Parts of that contribution appeared later in rather sensational accounts of the contribution of formerly organized crime to organizations like the Special Operations Executive, and which were likewise swept up in the creation of the Central Intelligence Agency. President Harry Truman was quoted much later as observing that if he had known the full dimensions of what he created in 1947, he might not have signed it into being.
That was not the thrust of those discussions with Mac, of course. But some parts of the old story remained in the dusty archives.

The events of 9/11 brought them back with sudden relevance. In the days in which massive nuclear exchange was a possibility, there was a contingency system in which a legal successor to Presidential power in the Cabinet was always held away from gatherings in which the government could be “decapitated” by killing our leadership in a single event. Someone had to be located away from such gatherings. The system was quite elaborate in the method of doing so. Parts of it remained even after the Cold War was done, and the events of 9/11 brought some of them unexpectedly to life to protect our enduring Constitutional system.

In one of the dusty stacks of paper was the charter to provide necessary support to the Cabinet Secretary dispatched to an “undisclosed location” for security. The office designated to provide such support had lurched from one organization to another over the years. It had not been exercised in anyone’s memory, but it turned out to have landed on the staff in which I worked. Responsibility for actually providing the support even more surprisingly had landed on the desk at which I was then sitting. Not by design, not by talent. Just by coincidence of time.
That is how I found myself seated across a conference table in a room deep underground by turns from three Cabinet Secretaries eligible to succeed to the Presidency. Two of them- Interior and Education- had little interest in their forced presence and were eager to get back to their plusher offices and larger staffs back in Washington DC.

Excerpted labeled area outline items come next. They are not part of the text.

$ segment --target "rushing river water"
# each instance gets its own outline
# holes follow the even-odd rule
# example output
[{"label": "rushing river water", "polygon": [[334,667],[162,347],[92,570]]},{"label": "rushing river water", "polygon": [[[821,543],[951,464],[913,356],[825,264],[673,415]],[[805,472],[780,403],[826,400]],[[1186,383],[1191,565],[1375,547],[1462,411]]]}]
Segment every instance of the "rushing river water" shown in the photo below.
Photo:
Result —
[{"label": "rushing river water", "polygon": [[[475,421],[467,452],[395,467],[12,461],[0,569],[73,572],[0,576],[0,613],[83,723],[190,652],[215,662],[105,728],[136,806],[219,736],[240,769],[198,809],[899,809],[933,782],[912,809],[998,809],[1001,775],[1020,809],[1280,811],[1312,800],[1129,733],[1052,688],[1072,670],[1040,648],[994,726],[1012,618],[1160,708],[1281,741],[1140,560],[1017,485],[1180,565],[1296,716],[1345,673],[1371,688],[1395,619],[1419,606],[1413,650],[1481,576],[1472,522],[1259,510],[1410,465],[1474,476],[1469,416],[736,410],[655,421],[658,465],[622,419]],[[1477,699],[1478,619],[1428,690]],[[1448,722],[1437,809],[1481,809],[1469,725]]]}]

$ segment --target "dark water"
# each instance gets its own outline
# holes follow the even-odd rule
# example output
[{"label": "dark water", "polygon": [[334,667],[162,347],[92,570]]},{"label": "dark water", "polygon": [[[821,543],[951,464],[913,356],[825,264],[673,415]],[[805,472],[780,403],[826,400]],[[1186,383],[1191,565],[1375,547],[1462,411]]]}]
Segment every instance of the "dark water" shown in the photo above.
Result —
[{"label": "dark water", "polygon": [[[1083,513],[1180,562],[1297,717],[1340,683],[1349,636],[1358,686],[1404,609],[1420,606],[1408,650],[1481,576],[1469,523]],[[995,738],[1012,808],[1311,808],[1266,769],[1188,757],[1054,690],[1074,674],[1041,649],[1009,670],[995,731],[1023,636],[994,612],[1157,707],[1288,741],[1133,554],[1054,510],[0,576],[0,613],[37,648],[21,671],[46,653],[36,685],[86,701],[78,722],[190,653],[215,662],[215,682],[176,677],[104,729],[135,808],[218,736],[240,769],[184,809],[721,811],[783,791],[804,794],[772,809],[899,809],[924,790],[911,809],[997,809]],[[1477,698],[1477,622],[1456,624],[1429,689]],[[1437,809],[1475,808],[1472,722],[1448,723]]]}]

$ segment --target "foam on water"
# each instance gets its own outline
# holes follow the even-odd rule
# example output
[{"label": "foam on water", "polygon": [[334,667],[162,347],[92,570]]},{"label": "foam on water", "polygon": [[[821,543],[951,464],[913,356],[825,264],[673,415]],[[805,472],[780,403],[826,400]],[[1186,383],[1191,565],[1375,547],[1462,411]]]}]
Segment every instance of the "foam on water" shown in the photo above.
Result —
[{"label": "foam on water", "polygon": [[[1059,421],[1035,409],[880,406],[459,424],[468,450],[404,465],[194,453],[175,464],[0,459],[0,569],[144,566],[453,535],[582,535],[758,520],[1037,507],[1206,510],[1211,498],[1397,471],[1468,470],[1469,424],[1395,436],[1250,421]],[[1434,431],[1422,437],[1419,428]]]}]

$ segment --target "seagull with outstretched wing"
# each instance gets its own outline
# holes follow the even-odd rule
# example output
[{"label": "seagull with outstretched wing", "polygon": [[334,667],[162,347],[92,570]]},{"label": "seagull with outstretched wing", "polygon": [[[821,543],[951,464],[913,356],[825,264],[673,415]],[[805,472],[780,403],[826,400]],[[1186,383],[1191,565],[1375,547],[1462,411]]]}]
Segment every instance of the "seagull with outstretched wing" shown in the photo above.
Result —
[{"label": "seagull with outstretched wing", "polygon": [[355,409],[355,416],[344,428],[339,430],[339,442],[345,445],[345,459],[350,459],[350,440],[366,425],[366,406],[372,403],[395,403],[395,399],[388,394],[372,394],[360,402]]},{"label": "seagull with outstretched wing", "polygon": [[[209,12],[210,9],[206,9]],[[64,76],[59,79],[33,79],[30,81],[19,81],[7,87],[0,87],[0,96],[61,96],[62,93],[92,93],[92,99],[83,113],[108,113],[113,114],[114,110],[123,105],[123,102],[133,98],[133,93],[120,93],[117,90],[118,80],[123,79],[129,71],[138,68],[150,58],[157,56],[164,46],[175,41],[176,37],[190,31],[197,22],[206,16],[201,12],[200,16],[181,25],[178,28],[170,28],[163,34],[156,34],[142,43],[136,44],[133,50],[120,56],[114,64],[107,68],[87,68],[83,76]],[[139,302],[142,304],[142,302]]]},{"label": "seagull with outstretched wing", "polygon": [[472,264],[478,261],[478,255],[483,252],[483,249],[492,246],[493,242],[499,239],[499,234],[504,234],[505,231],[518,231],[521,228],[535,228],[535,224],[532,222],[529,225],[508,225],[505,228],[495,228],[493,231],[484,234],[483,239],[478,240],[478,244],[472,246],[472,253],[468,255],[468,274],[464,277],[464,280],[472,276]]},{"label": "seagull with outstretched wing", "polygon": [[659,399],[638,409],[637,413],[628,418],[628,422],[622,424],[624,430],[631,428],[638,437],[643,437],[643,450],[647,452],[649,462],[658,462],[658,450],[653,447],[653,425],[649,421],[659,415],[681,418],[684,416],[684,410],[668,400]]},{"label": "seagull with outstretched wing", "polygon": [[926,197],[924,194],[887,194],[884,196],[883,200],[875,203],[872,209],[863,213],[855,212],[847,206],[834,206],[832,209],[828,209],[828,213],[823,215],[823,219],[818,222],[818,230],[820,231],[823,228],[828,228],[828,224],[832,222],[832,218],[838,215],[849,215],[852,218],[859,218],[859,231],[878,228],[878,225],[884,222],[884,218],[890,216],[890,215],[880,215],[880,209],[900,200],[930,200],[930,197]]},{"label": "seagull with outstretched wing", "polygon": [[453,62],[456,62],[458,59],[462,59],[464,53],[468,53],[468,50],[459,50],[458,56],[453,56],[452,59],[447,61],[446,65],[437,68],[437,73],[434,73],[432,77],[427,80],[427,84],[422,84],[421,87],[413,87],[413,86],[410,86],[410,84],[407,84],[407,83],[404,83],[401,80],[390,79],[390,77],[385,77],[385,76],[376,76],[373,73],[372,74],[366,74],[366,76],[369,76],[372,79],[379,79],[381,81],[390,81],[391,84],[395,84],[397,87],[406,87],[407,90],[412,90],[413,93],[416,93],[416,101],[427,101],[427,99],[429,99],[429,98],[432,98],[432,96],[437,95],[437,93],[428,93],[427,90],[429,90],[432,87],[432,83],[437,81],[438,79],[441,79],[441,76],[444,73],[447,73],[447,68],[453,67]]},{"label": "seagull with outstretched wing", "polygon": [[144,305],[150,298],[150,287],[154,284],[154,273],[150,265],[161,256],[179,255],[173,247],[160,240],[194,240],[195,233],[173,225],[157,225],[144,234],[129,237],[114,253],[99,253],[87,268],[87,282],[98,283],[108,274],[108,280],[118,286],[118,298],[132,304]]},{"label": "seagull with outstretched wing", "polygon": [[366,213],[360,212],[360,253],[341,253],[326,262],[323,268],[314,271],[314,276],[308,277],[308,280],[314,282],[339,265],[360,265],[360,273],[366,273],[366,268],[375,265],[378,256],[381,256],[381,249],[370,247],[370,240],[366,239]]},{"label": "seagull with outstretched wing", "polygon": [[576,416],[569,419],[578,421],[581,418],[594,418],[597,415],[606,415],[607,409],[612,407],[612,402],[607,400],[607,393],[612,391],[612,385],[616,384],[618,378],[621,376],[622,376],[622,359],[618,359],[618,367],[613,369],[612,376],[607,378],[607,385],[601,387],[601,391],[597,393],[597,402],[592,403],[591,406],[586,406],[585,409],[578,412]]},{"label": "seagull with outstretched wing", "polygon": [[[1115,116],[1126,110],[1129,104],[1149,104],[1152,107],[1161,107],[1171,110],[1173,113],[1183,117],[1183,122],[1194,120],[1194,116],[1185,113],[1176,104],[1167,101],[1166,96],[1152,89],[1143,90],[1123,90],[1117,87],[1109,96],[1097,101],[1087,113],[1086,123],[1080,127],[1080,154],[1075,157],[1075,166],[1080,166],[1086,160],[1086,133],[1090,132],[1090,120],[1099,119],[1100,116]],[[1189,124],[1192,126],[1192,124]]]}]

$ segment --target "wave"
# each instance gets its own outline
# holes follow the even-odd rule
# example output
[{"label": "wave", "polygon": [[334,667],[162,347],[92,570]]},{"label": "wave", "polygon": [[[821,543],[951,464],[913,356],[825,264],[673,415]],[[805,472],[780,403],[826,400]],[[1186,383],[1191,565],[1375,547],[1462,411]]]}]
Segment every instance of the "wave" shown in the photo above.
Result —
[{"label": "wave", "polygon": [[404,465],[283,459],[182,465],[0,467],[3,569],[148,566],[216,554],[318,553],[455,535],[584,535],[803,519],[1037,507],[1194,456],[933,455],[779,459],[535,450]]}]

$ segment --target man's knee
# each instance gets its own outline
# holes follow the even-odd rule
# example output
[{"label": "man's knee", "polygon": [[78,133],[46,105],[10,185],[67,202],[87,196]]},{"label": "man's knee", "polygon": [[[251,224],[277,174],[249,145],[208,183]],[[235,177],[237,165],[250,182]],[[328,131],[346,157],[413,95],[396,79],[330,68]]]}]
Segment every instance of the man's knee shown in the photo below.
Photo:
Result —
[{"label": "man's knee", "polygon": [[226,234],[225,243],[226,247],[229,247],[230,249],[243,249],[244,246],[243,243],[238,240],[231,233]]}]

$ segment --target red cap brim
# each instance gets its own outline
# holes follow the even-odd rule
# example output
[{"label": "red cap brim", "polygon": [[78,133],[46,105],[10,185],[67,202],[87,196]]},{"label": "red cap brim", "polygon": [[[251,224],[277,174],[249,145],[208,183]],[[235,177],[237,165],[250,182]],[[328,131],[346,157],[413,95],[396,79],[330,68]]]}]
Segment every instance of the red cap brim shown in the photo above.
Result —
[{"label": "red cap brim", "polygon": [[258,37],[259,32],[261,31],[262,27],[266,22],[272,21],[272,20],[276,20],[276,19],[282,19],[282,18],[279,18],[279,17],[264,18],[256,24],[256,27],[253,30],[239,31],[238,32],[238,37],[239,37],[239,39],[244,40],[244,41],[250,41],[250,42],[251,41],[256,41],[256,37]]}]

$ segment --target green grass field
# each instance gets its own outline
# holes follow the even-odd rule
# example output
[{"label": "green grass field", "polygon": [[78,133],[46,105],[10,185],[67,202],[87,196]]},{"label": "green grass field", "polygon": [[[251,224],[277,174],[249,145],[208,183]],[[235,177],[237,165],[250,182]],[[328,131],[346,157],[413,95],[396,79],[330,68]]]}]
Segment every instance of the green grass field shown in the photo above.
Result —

The third one was someone different. His name was Tommy Thompson, a former Governor of the State of Wisconsin, and then Secretary of the Department of Health and Human Services. I was responsible for providing “intelligence” support to Secretary Thompson, and wound up spending several hours alone chatting with him about all sorts of stuff.

We are a little more familiar with the myriad of activities involved in Public Health these days after the nightmarish progress of the Pandemic. There is a direct connection from our days to those in the beginning of what we came to call The Global War on Terror, or “GWOT.”

We will have to get to that tomorrow, though. It is sort of interesting, particularly as it pertains to what might be coming next in this astonishing collision of technology, public policy, and global governance, you know?